PreDetective

A predictive text app by Nacho Rodriguez
Dec - 14th - 2014

What is PreDetective?

PreDetective is a free web application and a predictive text algorithm implementation.

How does it work?

- The user inserts a text in the input box and, automatically, gets a prediction for the next word of the phrase

  • It is easy! No more actions are required: no buttons, no dropdown selections…

Analytical Challenge: Learning from texts

The predictive algorithm uses a N-gram approach:

  • Starting from a big amount of text data extracted from news, blogs and Twitter, data is:
    • Read & Sampled, because using all data will not be neither usefull nor practical
    • Tokenized, which means that the texts are separated in small pieces (words)
    • Standarized, identifying lower and upper case conditions, numbers, blanks…
    • and Cleaned, for not using “bad words” or abbreviations

Then, frecuencies of 2,3 and 4 consecutive words are counted and the more frequent secuence will be selected as the prediction.

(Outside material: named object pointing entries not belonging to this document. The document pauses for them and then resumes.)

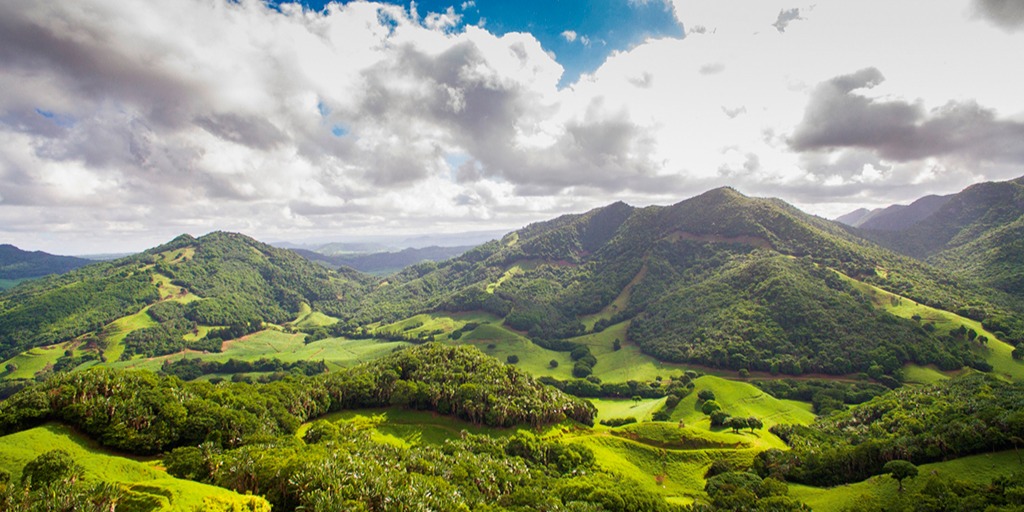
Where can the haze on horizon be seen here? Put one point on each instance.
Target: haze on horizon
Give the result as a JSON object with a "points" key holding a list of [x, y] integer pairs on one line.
{"points": [[124, 124]]}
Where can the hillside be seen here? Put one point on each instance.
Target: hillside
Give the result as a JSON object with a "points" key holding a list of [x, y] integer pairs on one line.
{"points": [[894, 217], [975, 233], [217, 280], [720, 280], [384, 262], [16, 264]]}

Technical Challenge: Quick web

The explained algorithm is implemented through a free web application and a quick response from the server when using the app was established as a key factor for success.

In order to achieve such a quick response, three different data structures are defined:

  • A dictionary of all the words known from the “learning” phase
  • A multidimensional matrix with all the relationships among words
  • A Hash environment which allows to transform every word to a number and viceversa, so every data structure could be written and read by direct access, optimizing the proccess

Summary

PreDetective is a free, easy-to-use, powerfull and quick web app for predictive text.

As a pilot project, it has demonstrated how to get through the:

  • Analytical challenge of creating a powerfull text-prediction algorithm
  • Technical challenge of leveraging it using a very agile web app

There is, of course, room for improvement:

  • Building a more complex and accurate algorithm by using bigger N-grams or sintactical models
  • Designing a prettier web user interface while keeping it as quick as it is right now

Thank you for your time, hope you like it!